In other plant species, some nitrilases have been implicated in the conversion of indole-3-acetonitrile (IAN) to indole-3-acetic acid (IAA), the most abundant form of auxin (Enders and Strader, 2015). Therefore, Song et al. tested if the OsNIT1 and OsNIT2 signaling functions are related to auxin biosynthesis or transport. While the authors did not detect changes in free IAA content in nit1 or nit2 mutant roots relative to the wild type—which could possibly be explained by the existence of NIT-independent auxin biosynthetic pathways (Enders and Strader, 2015)—in vitro studies suggested that the nitrilase OsNIT1 is indeed capable of converting IAN to IAA. This enzymatic activity was even stronger when OsNIT2 and OsNAR2.1 were present in the same reaction, indicating that the protein complex might be involved in auxin biosynthesis in response to NO3– in roots. In addition, OsNIT1 and OsNIT2 affected the distribution of auxin in roots: by locally applying radiolabelled [3H+]-IAA to the root–shoot junction and subsequently measuring [3H+]-IAA in the root tips, Song et al. demonstrated that nit1 and nit2 mutants are defective in root acropetal (toward the root tip) auxin movement.
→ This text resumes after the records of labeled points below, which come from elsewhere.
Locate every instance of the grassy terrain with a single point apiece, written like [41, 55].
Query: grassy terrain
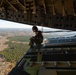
[15, 51]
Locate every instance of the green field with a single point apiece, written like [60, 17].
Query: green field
[15, 51]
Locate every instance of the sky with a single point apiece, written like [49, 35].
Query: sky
[9, 24]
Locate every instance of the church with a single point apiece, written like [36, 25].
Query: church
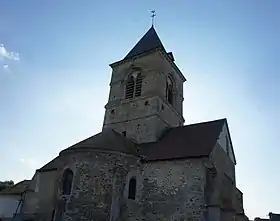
[145, 164]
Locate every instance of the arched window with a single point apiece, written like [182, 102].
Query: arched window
[169, 90]
[132, 188]
[138, 85]
[134, 85]
[67, 180]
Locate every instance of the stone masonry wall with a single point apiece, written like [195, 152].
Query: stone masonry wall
[98, 186]
[173, 190]
[143, 118]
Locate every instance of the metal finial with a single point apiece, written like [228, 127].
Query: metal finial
[153, 16]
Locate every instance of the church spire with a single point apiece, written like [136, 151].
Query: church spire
[153, 17]
[147, 43]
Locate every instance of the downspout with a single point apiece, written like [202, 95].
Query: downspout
[22, 198]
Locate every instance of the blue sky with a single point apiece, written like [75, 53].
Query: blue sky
[53, 93]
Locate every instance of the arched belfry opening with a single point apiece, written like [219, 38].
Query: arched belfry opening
[67, 180]
[134, 85]
[132, 188]
[169, 90]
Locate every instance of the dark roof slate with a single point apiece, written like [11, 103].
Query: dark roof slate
[52, 165]
[195, 140]
[148, 42]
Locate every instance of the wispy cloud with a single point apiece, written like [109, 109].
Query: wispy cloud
[4, 53]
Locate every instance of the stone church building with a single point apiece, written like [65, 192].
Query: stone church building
[145, 164]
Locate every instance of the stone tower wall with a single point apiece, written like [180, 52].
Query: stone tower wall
[144, 118]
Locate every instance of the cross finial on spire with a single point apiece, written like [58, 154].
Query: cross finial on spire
[153, 16]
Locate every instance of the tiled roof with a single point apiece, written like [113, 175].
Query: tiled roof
[148, 42]
[108, 139]
[195, 140]
[190, 141]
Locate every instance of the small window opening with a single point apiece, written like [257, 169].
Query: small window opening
[67, 182]
[132, 188]
[169, 90]
[227, 145]
[138, 85]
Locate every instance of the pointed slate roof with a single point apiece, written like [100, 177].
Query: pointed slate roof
[190, 141]
[148, 42]
[108, 139]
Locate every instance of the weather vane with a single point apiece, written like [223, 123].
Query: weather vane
[153, 16]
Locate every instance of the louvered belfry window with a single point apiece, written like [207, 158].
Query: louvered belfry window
[133, 86]
[129, 91]
[169, 90]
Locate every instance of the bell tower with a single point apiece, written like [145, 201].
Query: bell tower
[146, 92]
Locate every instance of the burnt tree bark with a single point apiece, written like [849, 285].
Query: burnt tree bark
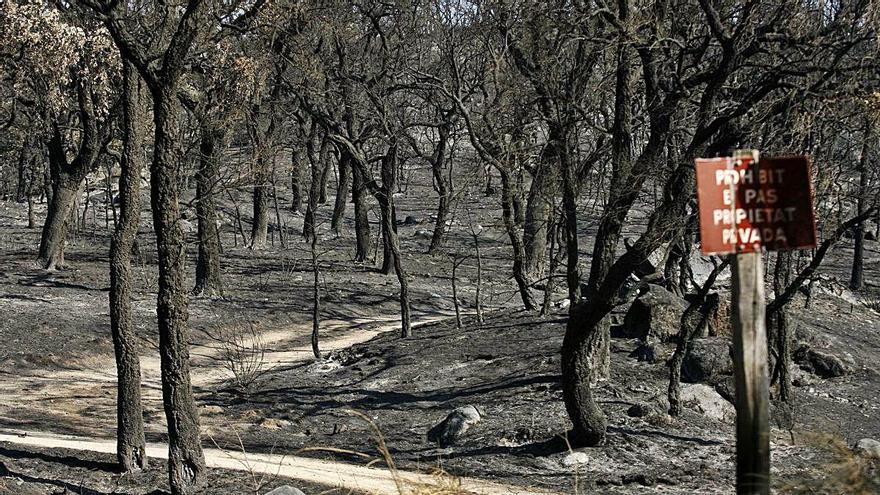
[384, 196]
[539, 208]
[857, 275]
[260, 225]
[162, 73]
[295, 180]
[186, 462]
[66, 179]
[318, 165]
[342, 187]
[130, 442]
[208, 280]
[361, 220]
[442, 185]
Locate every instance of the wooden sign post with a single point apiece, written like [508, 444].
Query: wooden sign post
[746, 204]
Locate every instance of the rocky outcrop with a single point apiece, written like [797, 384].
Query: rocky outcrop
[654, 316]
[708, 361]
[454, 426]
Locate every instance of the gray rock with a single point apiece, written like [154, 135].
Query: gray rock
[717, 314]
[645, 352]
[706, 401]
[654, 315]
[285, 490]
[819, 363]
[868, 447]
[708, 361]
[575, 459]
[456, 424]
[411, 220]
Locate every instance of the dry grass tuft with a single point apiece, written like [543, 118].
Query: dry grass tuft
[843, 472]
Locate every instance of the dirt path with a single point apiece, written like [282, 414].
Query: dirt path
[68, 392]
[336, 474]
[87, 387]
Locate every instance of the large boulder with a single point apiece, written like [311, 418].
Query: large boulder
[868, 447]
[717, 314]
[654, 315]
[285, 490]
[819, 363]
[708, 361]
[705, 400]
[454, 426]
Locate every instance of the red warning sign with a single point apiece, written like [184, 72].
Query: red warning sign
[745, 205]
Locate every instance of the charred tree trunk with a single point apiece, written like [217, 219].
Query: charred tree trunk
[438, 163]
[516, 242]
[361, 220]
[342, 187]
[318, 165]
[295, 180]
[208, 282]
[386, 203]
[24, 161]
[623, 191]
[539, 207]
[186, 462]
[779, 328]
[64, 192]
[857, 276]
[316, 296]
[260, 226]
[130, 442]
[687, 331]
[66, 178]
[325, 174]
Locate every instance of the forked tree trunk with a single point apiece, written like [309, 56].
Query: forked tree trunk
[260, 226]
[515, 241]
[325, 174]
[295, 180]
[342, 187]
[318, 165]
[857, 276]
[539, 208]
[779, 328]
[66, 178]
[316, 298]
[361, 220]
[208, 281]
[386, 202]
[186, 461]
[130, 443]
[64, 192]
[438, 163]
[386, 209]
[623, 189]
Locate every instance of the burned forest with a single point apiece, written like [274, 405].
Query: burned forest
[439, 247]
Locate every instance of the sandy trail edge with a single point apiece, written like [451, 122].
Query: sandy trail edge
[332, 473]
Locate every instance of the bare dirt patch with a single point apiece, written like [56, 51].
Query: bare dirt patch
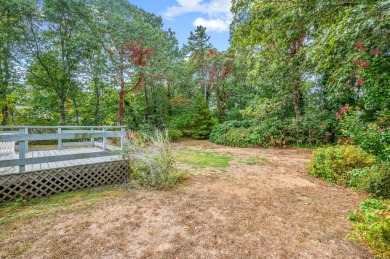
[271, 209]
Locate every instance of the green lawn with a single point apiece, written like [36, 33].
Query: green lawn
[203, 159]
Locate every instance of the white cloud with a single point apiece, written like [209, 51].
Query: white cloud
[212, 24]
[217, 11]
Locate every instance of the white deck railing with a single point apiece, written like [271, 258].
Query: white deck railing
[22, 135]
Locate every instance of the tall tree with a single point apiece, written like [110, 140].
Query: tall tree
[198, 44]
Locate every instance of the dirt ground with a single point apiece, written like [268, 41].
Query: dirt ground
[272, 209]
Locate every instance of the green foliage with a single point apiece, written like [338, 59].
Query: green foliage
[374, 179]
[372, 226]
[175, 134]
[374, 138]
[201, 122]
[333, 163]
[151, 160]
[203, 159]
[249, 133]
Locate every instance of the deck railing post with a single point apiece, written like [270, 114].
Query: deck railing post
[123, 134]
[22, 148]
[59, 140]
[26, 142]
[104, 139]
[92, 139]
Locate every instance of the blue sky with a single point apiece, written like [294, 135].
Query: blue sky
[182, 16]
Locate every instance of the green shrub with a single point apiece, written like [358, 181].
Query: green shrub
[202, 122]
[151, 160]
[175, 134]
[333, 163]
[373, 138]
[374, 179]
[247, 133]
[372, 226]
[195, 121]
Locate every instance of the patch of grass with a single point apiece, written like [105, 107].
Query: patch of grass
[203, 159]
[254, 160]
[25, 210]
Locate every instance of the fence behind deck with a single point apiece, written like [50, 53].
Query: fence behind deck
[25, 134]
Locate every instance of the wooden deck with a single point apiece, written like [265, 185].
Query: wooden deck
[57, 164]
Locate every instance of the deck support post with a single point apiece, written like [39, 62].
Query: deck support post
[104, 140]
[23, 148]
[59, 140]
[123, 134]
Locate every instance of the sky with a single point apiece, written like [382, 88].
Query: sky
[182, 16]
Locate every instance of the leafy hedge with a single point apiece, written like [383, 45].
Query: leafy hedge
[374, 179]
[351, 166]
[333, 163]
[251, 133]
[372, 226]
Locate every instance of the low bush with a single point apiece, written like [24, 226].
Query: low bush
[373, 138]
[151, 160]
[374, 179]
[175, 134]
[195, 121]
[250, 133]
[333, 163]
[371, 225]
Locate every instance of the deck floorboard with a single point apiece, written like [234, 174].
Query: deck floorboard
[57, 164]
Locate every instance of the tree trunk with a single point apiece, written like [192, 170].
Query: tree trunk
[297, 108]
[121, 92]
[62, 110]
[146, 103]
[77, 110]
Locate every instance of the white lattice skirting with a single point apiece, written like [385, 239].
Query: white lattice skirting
[58, 180]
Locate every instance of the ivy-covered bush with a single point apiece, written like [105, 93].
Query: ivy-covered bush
[333, 163]
[175, 134]
[372, 226]
[249, 133]
[374, 179]
[195, 121]
[374, 138]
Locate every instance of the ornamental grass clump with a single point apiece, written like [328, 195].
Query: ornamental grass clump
[151, 160]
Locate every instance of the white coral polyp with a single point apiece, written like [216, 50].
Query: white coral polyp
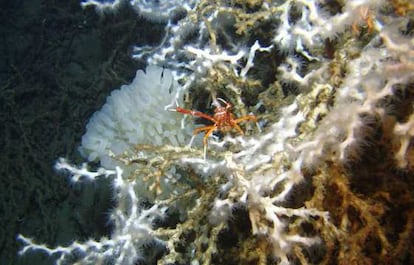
[135, 114]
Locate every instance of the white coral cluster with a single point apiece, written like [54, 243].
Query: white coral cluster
[327, 122]
[136, 114]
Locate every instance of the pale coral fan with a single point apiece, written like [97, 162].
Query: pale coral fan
[128, 116]
[339, 71]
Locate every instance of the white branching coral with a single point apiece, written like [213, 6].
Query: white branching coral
[128, 116]
[276, 181]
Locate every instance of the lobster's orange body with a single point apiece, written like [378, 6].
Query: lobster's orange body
[223, 119]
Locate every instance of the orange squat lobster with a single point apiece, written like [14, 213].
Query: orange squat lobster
[223, 120]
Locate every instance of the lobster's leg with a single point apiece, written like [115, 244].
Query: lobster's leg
[246, 118]
[195, 113]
Thus, a concerted action of OsNAR2.1, OsNIT1, and OsNIT2 possibly couples NO3– uptake with auxin biosynthesis and/or distribution, which in turn could explain the effect of these genes on primary and lateral root growth in response to NO3–.
Although NH4+ is taken up by distinct OsNAR2.1-independent uptake systems that involve permeases of the AMT protein family (Gazzarrini et al., 1999), Song et al. found that, in addition to NO3–, root expression of OsNIT1 and OsNIT2 was also induced by NH4+. Similar to their NO3– experiments, Song et al. report that OsNIT1 and OsNIT2 influence root system architecture and auxin distribution also in the response to NH4+ (Figure 1), indicating that the two nitrilases could be members of both the NO3– and NH4+ signaling pathways. By contrast, OsNAR2.1 functions specifically in NO3– signaling and uptake, but is not regulated by NH4+ (Huang et al., 2015). The authors hypothesize that OsNAR2.1 likely increases OsNIT function specifically in response to NO3–. It remains to be investigated if similar reinforcing factors exist that increase nitrilase function in response to NH4+. Thus, the NIT proteins could be a critical intersection of both NO3– and NH4+ signaling pathways, ensuring adaptive root responses to optimize N acquisition regardless of the uptake form. These findings bring us one step closer to understanding rice N nutrition, which could potentially allow us to generate crops with increased N uptake capacities for a more sustainable agriculture with reduced N fertilizer usage.